Uğur başka bir röportajında ise, "12 Eylül'ün sadece bir darbe olduğunu düşünmüyorum. Adamlar bir toplum mühendisliğine soyundular. Yeni bir toplum yaratmak istediler ve başardılar. Tartışmayan, pısırık, bireyci, vicdanı az bir toplum yarattılar." diyor. Ama aynı toplum 12 Eylül karanlığından kendi mücadele dinamikleriyle çıktı. 12 Eylül darbesi sonrası Kürtlerin özgürlük mücadelesi, Türk İş üyesi işçilerin 89 Bahar Eylemleri, 90'larda kamu çalışanlarının sendikal mücadelesi, derin devlet ilişkilerine karşı 1 Dakika Karanlık Eylemleri ve daha nice eylemler bu toplumun ne kadar yaratıcı, g-irişken, kolektif ve dayanışmacı olabildiğini gösterdi.

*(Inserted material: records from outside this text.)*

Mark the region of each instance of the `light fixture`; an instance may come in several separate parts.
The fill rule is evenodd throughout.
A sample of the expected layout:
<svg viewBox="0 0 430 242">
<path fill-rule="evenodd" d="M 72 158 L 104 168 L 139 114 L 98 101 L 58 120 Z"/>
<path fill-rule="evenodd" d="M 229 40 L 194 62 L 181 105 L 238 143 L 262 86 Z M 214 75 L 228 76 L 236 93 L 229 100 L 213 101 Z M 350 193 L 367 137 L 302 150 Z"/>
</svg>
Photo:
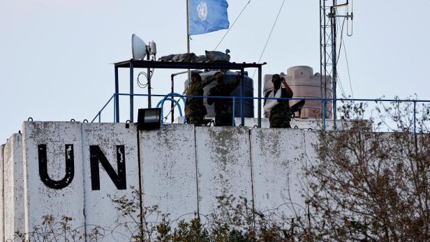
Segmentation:
<svg viewBox="0 0 430 242">
<path fill-rule="evenodd" d="M 161 125 L 161 108 L 140 108 L 138 112 L 138 130 L 159 129 Z"/>
<path fill-rule="evenodd" d="M 142 60 L 147 55 L 149 59 L 150 56 L 155 56 L 157 54 L 157 45 L 154 41 L 150 41 L 147 45 L 144 41 L 133 33 L 131 36 L 131 52 L 133 60 Z"/>
</svg>

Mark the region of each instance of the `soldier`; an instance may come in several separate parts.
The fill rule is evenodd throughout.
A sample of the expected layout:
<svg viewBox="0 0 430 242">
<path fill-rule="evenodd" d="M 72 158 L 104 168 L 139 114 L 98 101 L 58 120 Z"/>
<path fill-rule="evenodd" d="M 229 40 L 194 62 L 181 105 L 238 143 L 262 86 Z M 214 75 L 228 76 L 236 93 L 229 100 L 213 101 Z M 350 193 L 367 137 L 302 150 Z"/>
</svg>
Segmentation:
<svg viewBox="0 0 430 242">
<path fill-rule="evenodd" d="M 240 74 L 236 76 L 236 80 L 230 83 L 224 83 L 224 74 L 221 72 L 215 73 L 216 86 L 209 91 L 212 96 L 230 96 L 235 89 L 240 83 Z M 231 98 L 208 98 L 207 104 L 215 104 L 215 126 L 231 126 L 232 123 L 233 111 Z"/>
<path fill-rule="evenodd" d="M 192 96 L 203 96 L 203 88 L 215 80 L 214 77 L 207 77 L 202 81 L 202 77 L 198 73 L 191 75 L 191 81 L 188 82 L 186 90 L 186 100 L 185 103 L 185 116 L 188 123 L 200 126 L 203 123 L 205 115 L 207 114 L 203 98 L 191 97 Z"/>
<path fill-rule="evenodd" d="M 273 82 L 273 90 L 267 92 L 265 98 L 292 98 L 292 91 L 284 77 L 275 74 L 272 77 L 272 82 Z M 284 86 L 282 89 L 281 82 Z M 291 128 L 290 121 L 292 114 L 290 109 L 290 100 L 265 99 L 264 109 L 266 112 L 270 112 L 269 116 L 270 128 Z"/>
</svg>

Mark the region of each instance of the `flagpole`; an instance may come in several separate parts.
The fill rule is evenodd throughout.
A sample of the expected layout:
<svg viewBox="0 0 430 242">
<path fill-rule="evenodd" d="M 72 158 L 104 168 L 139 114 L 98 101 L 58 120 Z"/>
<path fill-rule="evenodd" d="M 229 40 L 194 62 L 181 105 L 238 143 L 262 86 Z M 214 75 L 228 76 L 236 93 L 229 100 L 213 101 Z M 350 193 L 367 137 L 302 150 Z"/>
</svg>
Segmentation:
<svg viewBox="0 0 430 242">
<path fill-rule="evenodd" d="M 189 9 L 188 9 L 188 0 L 186 0 L 186 52 L 190 52 L 190 16 L 189 16 Z M 191 79 L 191 75 L 190 73 L 190 69 L 188 70 L 188 81 Z"/>
</svg>

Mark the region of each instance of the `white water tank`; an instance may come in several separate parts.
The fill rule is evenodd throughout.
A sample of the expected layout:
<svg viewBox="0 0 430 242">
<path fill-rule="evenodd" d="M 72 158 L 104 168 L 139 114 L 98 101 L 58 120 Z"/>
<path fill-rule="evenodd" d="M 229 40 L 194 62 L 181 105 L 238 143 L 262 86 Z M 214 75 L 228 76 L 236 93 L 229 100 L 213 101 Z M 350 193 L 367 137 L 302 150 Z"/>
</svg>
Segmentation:
<svg viewBox="0 0 430 242">
<path fill-rule="evenodd" d="M 265 75 L 265 84 L 263 95 L 269 91 L 273 89 L 272 77 L 273 74 Z M 293 98 L 321 98 L 324 97 L 325 86 L 325 95 L 327 98 L 332 98 L 332 77 L 330 76 L 322 76 L 322 83 L 319 73 L 313 74 L 312 68 L 306 66 L 292 66 L 287 69 L 287 74 L 281 73 L 281 77 L 284 77 L 294 93 Z M 327 79 L 327 84 L 325 84 Z M 299 100 L 292 100 L 290 101 L 290 106 L 292 106 Z M 332 116 L 332 103 L 326 103 L 326 117 Z M 322 102 L 320 100 L 306 100 L 304 106 L 302 109 L 302 118 L 320 118 L 322 117 Z M 267 114 L 265 114 L 268 116 Z M 298 114 L 296 114 L 298 116 Z"/>
</svg>

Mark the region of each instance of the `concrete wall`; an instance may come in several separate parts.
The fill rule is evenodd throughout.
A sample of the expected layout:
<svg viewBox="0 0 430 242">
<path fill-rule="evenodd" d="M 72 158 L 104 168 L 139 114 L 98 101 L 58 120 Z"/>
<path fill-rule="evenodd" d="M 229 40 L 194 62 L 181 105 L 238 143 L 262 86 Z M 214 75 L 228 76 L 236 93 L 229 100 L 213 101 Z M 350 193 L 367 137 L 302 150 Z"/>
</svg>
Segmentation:
<svg viewBox="0 0 430 242">
<path fill-rule="evenodd" d="M 304 131 L 298 129 L 251 130 L 255 206 L 291 215 L 301 203 L 297 180 L 304 153 Z M 294 200 L 290 197 L 293 197 Z"/>
<path fill-rule="evenodd" d="M 136 128 L 133 124 L 127 128 L 124 123 L 82 123 L 82 137 L 87 234 L 90 234 L 97 228 L 106 236 L 103 239 L 105 241 L 128 241 L 131 237 L 129 229 L 133 232 L 138 231 L 139 224 L 136 224 L 133 218 L 139 221 L 139 213 L 122 215 L 121 212 L 116 209 L 119 205 L 112 203 L 112 199 L 124 196 L 133 197 L 131 188 L 139 189 Z M 125 184 L 121 185 L 124 187 L 115 185 L 100 160 L 97 160 L 103 157 L 94 160 L 98 163 L 98 176 L 91 176 L 91 146 L 93 149 L 94 146 L 100 148 L 116 174 L 119 174 L 118 165 L 125 164 L 126 181 Z M 124 154 L 121 146 L 124 146 Z M 99 190 L 93 190 L 94 184 L 92 180 L 98 178 L 100 179 Z M 117 186 L 120 186 L 120 189 Z"/>
<path fill-rule="evenodd" d="M 124 241 L 140 226 L 140 205 L 123 215 L 111 201 L 123 197 L 135 197 L 144 209 L 157 205 L 175 221 L 210 213 L 216 197 L 230 195 L 258 209 L 299 213 L 292 204 L 302 203 L 300 167 L 315 157 L 311 143 L 317 141 L 307 130 L 178 124 L 139 131 L 139 139 L 134 124 L 24 122 L 23 130 L 23 140 L 14 135 L 3 152 L 5 221 L 24 220 L 29 232 L 43 215 L 67 215 L 80 234 L 97 227 L 106 241 Z M 43 149 L 47 176 L 40 174 Z M 72 156 L 73 178 L 64 179 L 71 174 L 66 160 Z M 20 177 L 21 185 L 8 172 Z M 142 188 L 142 198 L 131 187 Z M 19 201 L 24 201 L 18 211 L 25 216 L 6 215 L 6 206 Z"/>
<path fill-rule="evenodd" d="M 4 163 L 4 236 L 13 239 L 15 232 L 24 232 L 24 178 L 22 135 L 13 135 L 3 151 Z"/>
<path fill-rule="evenodd" d="M 195 143 L 200 213 L 212 212 L 219 196 L 252 201 L 249 130 L 196 127 Z"/>
<path fill-rule="evenodd" d="M 158 205 L 174 220 L 192 218 L 198 209 L 194 133 L 192 125 L 140 133 L 143 205 Z"/>
<path fill-rule="evenodd" d="M 23 126 L 24 166 L 27 173 L 26 233 L 31 232 L 34 227 L 40 227 L 44 215 L 52 215 L 57 220 L 64 215 L 73 218 L 72 229 L 76 229 L 80 235 L 84 234 L 80 123 L 24 122 Z M 46 148 L 47 172 L 52 180 L 51 186 L 60 187 L 70 183 L 67 186 L 60 189 L 47 186 L 50 181 L 47 177 L 43 177 L 39 167 L 43 156 L 40 145 Z M 73 172 L 66 169 L 66 160 L 71 158 L 74 161 Z"/>
<path fill-rule="evenodd" d="M 4 241 L 3 150 L 4 144 L 0 145 L 0 241 Z"/>
</svg>

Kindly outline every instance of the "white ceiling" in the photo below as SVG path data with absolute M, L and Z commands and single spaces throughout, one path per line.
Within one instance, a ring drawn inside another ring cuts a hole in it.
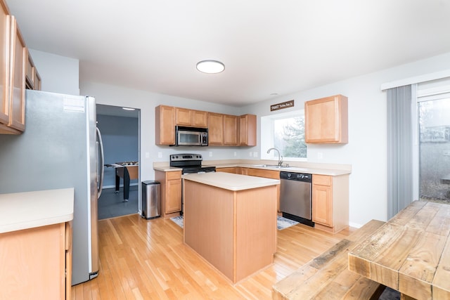
M 234 106 L 450 52 L 449 0 L 6 2 L 27 46 L 79 59 L 81 81 Z

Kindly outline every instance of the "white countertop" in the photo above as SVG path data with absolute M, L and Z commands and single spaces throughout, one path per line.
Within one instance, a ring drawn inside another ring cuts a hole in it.
M 284 168 L 276 168 L 273 167 L 262 167 L 259 165 L 259 164 L 241 164 L 241 163 L 208 164 L 207 162 L 206 162 L 205 164 L 207 166 L 215 167 L 216 169 L 217 169 L 217 171 L 219 171 L 220 168 L 242 167 L 245 168 L 261 169 L 263 170 L 274 170 L 274 171 L 294 172 L 294 173 L 307 173 L 310 174 L 316 174 L 316 175 L 328 175 L 330 176 L 338 176 L 341 175 L 349 174 L 350 173 L 352 173 L 351 171 L 348 171 L 348 170 L 326 169 L 326 168 L 321 169 L 321 168 L 311 168 L 311 167 L 284 167 Z M 181 168 L 169 167 L 168 164 L 153 166 L 153 169 L 158 170 L 158 171 L 162 171 L 163 172 L 181 171 Z
M 183 175 L 181 178 L 184 180 L 195 181 L 229 190 L 250 190 L 280 183 L 278 179 L 248 176 L 246 175 L 224 172 L 186 174 Z
M 0 194 L 0 233 L 73 220 L 74 189 Z

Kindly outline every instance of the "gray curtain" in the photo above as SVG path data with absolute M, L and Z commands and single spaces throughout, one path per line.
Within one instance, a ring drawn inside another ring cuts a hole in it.
M 387 219 L 413 201 L 411 86 L 387 90 Z

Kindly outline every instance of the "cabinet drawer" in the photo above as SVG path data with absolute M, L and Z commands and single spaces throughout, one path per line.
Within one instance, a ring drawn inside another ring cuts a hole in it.
M 312 184 L 331 186 L 333 177 L 327 175 L 313 175 Z
M 171 171 L 166 172 L 166 179 L 167 180 L 172 180 L 172 179 L 181 179 L 181 171 Z

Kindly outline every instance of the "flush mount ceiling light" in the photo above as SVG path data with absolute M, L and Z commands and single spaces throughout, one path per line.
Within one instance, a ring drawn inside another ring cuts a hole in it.
M 202 60 L 197 63 L 197 70 L 203 73 L 217 74 L 225 70 L 225 65 L 217 60 Z

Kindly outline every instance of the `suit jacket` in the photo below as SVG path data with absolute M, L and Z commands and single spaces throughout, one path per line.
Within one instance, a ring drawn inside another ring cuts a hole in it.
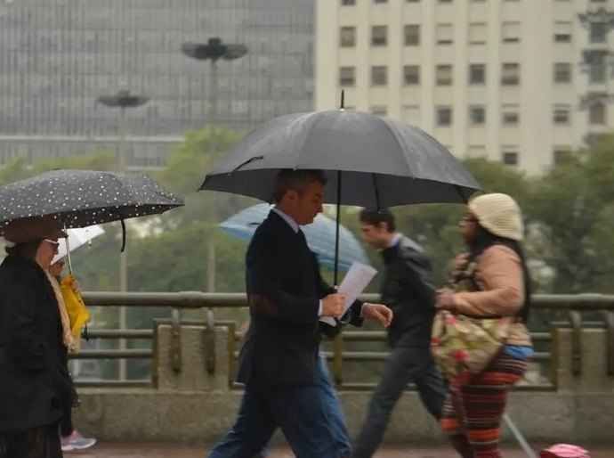
M 382 302 L 394 314 L 387 330 L 389 345 L 428 348 L 436 311 L 428 256 L 420 245 L 403 237 L 395 246 L 382 250 Z
M 238 356 L 237 381 L 317 384 L 319 299 L 333 292 L 316 255 L 277 213 L 256 229 L 246 256 L 250 323 Z M 351 323 L 360 325 L 361 303 Z M 338 331 L 338 330 L 335 330 Z

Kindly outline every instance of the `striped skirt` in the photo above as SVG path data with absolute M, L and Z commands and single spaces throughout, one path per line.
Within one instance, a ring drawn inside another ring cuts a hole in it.
M 474 458 L 499 458 L 501 418 L 507 394 L 526 370 L 526 360 L 500 353 L 469 383 L 448 394 L 441 428 L 449 435 L 466 436 Z

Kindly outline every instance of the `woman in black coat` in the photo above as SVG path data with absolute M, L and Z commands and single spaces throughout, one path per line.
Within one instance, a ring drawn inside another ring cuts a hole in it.
M 0 458 L 58 458 L 58 421 L 72 382 L 55 293 L 47 277 L 58 239 L 53 218 L 14 220 L 0 266 Z

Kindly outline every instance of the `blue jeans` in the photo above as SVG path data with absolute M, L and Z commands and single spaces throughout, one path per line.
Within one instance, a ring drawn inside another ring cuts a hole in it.
M 436 420 L 441 418 L 446 388 L 429 348 L 396 348 L 373 393 L 351 458 L 373 456 L 382 442 L 392 408 L 410 381 L 416 383 L 426 410 Z
M 278 426 L 296 458 L 347 455 L 350 440 L 343 414 L 321 356 L 317 369 L 319 385 L 247 385 L 235 424 L 209 458 L 264 456 Z

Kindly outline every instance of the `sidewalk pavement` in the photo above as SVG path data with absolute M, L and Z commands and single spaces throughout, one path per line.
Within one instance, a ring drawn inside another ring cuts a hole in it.
M 587 446 L 591 458 L 614 457 L 614 445 Z M 542 448 L 542 447 L 539 447 Z M 537 449 L 539 449 L 537 448 Z M 206 446 L 173 446 L 166 444 L 96 444 L 81 452 L 65 452 L 65 458 L 205 458 L 209 450 Z M 520 448 L 503 447 L 505 458 L 527 458 Z M 294 458 L 288 448 L 279 447 L 271 451 L 271 458 Z M 378 451 L 374 458 L 458 458 L 449 447 L 389 446 Z

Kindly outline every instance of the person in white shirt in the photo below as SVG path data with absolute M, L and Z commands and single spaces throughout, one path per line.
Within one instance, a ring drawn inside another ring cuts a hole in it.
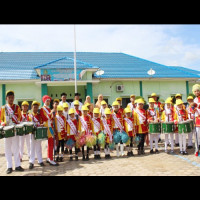
M 80 102 L 80 94 L 79 94 L 79 93 L 75 93 L 74 101 L 79 101 L 79 110 L 81 110 L 83 104 Z M 75 107 L 74 107 L 74 102 L 71 103 L 71 108 L 74 108 L 74 109 L 75 109 Z
M 64 103 L 68 104 L 68 109 L 70 109 L 70 103 L 67 102 L 67 94 L 66 93 L 62 93 L 61 94 L 61 102 L 59 103 L 60 106 L 63 106 Z

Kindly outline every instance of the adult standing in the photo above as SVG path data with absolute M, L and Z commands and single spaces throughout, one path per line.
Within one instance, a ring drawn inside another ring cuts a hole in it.
M 20 107 L 14 104 L 15 93 L 8 91 L 6 93 L 7 104 L 1 108 L 1 125 L 2 126 L 15 126 L 22 121 Z M 21 167 L 20 154 L 19 154 L 19 136 L 5 138 L 5 156 L 7 160 L 7 174 L 13 172 L 12 155 L 15 160 L 15 170 L 23 172 Z
M 100 95 L 98 96 L 98 101 L 97 101 L 95 107 L 101 109 L 101 102 L 102 102 L 102 101 L 103 101 L 103 95 L 100 94 Z
M 80 102 L 80 94 L 79 93 L 75 93 L 74 102 L 75 101 L 79 101 L 79 110 L 81 110 L 83 104 Z M 75 109 L 74 102 L 71 104 L 71 108 Z
M 67 94 L 66 93 L 62 93 L 61 94 L 61 102 L 59 103 L 60 106 L 63 106 L 64 103 L 68 104 L 68 109 L 70 109 L 70 103 L 67 102 Z

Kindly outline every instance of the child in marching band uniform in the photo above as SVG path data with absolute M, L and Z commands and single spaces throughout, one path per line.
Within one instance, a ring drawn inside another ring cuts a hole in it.
M 136 122 L 136 133 L 140 137 L 140 143 L 138 145 L 138 155 L 145 154 L 144 142 L 145 137 L 148 135 L 148 122 L 147 122 L 147 111 L 144 110 L 144 100 L 137 100 L 137 108 L 135 110 L 135 122 Z
M 188 113 L 184 109 L 183 106 L 184 102 L 182 100 L 176 101 L 176 111 L 174 114 L 174 122 L 175 124 L 178 124 L 179 122 L 184 122 L 188 120 Z M 188 155 L 186 151 L 186 134 L 182 133 L 179 134 L 179 144 L 180 144 L 180 154 L 182 155 Z
M 66 120 L 68 120 L 69 116 L 68 116 L 68 111 L 69 111 L 69 105 L 68 103 L 63 103 L 63 115 L 66 118 Z
M 57 114 L 55 117 L 55 131 L 56 131 L 56 141 L 57 141 L 57 152 L 56 152 L 56 162 L 63 162 L 64 150 L 65 150 L 65 138 L 67 136 L 67 124 L 66 118 L 63 115 L 63 107 L 57 107 Z M 59 157 L 61 148 L 61 157 Z
M 75 109 L 75 117 L 76 117 L 76 120 L 78 121 L 79 118 L 82 116 L 82 112 L 79 110 L 79 107 L 80 107 L 79 101 L 78 100 L 74 101 L 73 105 Z
M 88 115 L 89 109 L 86 106 L 82 106 L 82 116 L 79 118 L 79 134 L 85 134 L 86 136 L 94 133 L 94 125 L 91 117 Z M 87 156 L 85 158 L 85 147 L 82 147 L 83 161 L 89 161 L 89 151 L 87 147 Z
M 149 99 L 149 109 L 147 111 L 148 113 L 148 123 L 153 123 L 153 122 L 159 122 L 160 121 L 160 115 L 159 111 L 155 109 L 156 101 L 153 98 Z M 151 151 L 150 153 L 153 154 L 153 141 L 155 141 L 155 153 L 159 153 L 158 151 L 158 140 L 159 140 L 159 134 L 150 134 L 150 146 L 151 146 Z
M 29 114 L 28 114 L 29 103 L 27 101 L 22 102 L 22 122 L 29 122 Z M 19 150 L 20 150 L 20 159 L 22 162 L 24 155 L 24 141 L 26 140 L 26 146 L 28 150 L 28 157 L 30 158 L 30 134 L 20 136 L 19 137 Z
M 37 101 L 33 101 L 32 103 L 32 112 L 29 114 L 30 121 L 34 123 L 34 127 L 42 127 L 44 126 L 42 123 L 42 117 L 39 113 L 40 103 Z M 35 140 L 34 134 L 31 134 L 31 150 L 30 150 L 30 160 L 29 160 L 29 169 L 34 168 L 35 163 L 35 155 L 37 155 L 38 164 L 41 167 L 44 167 L 44 163 L 42 160 L 42 141 Z
M 76 143 L 75 136 L 78 134 L 78 121 L 75 117 L 75 110 L 71 108 L 69 110 L 69 119 L 67 120 L 67 138 L 72 139 Z M 75 159 L 78 161 L 79 149 L 75 146 Z M 70 161 L 73 161 L 72 149 L 70 149 Z
M 15 126 L 22 121 L 21 110 L 18 105 L 14 104 L 15 93 L 14 91 L 6 92 L 7 104 L 1 107 L 1 125 L 2 126 Z M 15 160 L 15 170 L 23 172 L 19 156 L 19 136 L 5 138 L 5 156 L 7 160 L 7 174 L 13 172 L 12 155 Z
M 100 116 L 101 118 L 105 118 L 106 114 L 105 114 L 105 109 L 108 108 L 108 104 L 105 101 L 101 102 L 101 109 L 100 109 Z
M 103 130 L 106 135 L 106 141 L 105 141 L 105 158 L 110 159 L 110 148 L 109 145 L 113 143 L 113 128 L 114 128 L 114 120 L 112 118 L 112 113 L 109 108 L 105 109 L 105 115 L 106 117 L 102 119 L 103 123 Z
M 127 107 L 129 107 L 129 108 L 131 109 L 131 111 L 134 111 L 134 110 L 136 109 L 136 105 L 135 105 L 135 95 L 134 95 L 134 94 L 132 94 L 132 95 L 130 96 L 130 101 L 131 101 L 131 103 L 129 103 Z
M 188 118 L 189 118 L 189 120 L 194 121 L 195 111 L 192 108 L 192 105 L 194 103 L 194 97 L 189 96 L 187 98 L 187 101 L 188 101 L 188 107 L 187 107 Z M 188 134 L 188 149 L 193 149 L 193 135 L 194 134 L 195 134 L 195 129 L 193 129 L 192 132 Z
M 195 128 L 196 128 L 196 156 L 199 156 L 199 145 L 200 145 L 200 85 L 196 84 L 193 86 L 192 91 L 196 96 L 192 109 L 195 111 Z
M 43 96 L 42 101 L 44 106 L 40 110 L 42 121 L 45 123 L 45 127 L 48 128 L 48 154 L 47 154 L 47 163 L 51 166 L 59 166 L 58 163 L 54 161 L 54 130 L 53 130 L 53 111 L 50 109 L 51 97 L 48 95 Z
M 161 121 L 163 123 L 165 122 L 174 122 L 174 110 L 172 107 L 172 101 L 170 99 L 167 99 L 165 102 L 165 109 L 162 113 Z M 170 141 L 171 141 L 171 153 L 174 153 L 174 133 L 165 134 L 165 152 L 167 153 L 167 147 L 169 144 L 169 135 L 170 135 Z
M 126 117 L 124 118 L 124 129 L 125 132 L 128 134 L 130 137 L 130 145 L 128 147 L 128 157 L 134 156 L 133 154 L 133 138 L 135 137 L 135 120 L 134 116 L 132 117 L 132 111 L 130 108 L 126 108 L 124 110 Z
M 124 115 L 122 109 L 120 109 L 120 104 L 118 101 L 113 102 L 112 104 L 113 111 L 112 116 L 115 122 L 113 131 L 121 131 L 124 130 Z M 124 156 L 124 144 L 121 141 L 120 142 L 120 154 L 119 154 L 119 144 L 116 144 L 116 150 L 117 150 L 117 157 Z
M 99 108 L 94 108 L 94 117 L 92 118 L 94 124 L 94 135 L 98 138 L 99 133 L 103 130 L 103 124 L 100 118 L 100 110 Z M 101 147 L 98 144 L 94 146 L 94 159 L 101 159 Z

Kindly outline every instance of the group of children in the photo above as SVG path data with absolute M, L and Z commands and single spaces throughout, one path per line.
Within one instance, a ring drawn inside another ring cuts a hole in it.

Dönemin sol liderliklerinin sorumluluğunun üzerinden atlayarak faturayı topluma çıkartan politik bir değerlendirme, solun güçlenmesine yada darbecilerden hesap sorulmasına hiç yardımcı olmuyor. Genel olarak sol, 12 Eylül'de yaşadığı tüm acılara rağmen orduyla ilişkisinde doğru dersleri çıkarmadığını 28 Şubat 1997 askeri müdahalesine karşı tutumsuzluğuyla gösterdi ve siyaset yeniden generaller tarafından belirlenir hale geldi.

Filminin politik olduğunu iddia eden ve arkada bıraktığı direnişin simgesi olan yoldaşlarına borçlu olduğunu söyleyen Ömer Uğur'un yoldaşlarına ve bu topluma olan borcu henüz ödenmemiştir. Uğur'un bu borcu ödeyeceğine inanmak istiyoruz.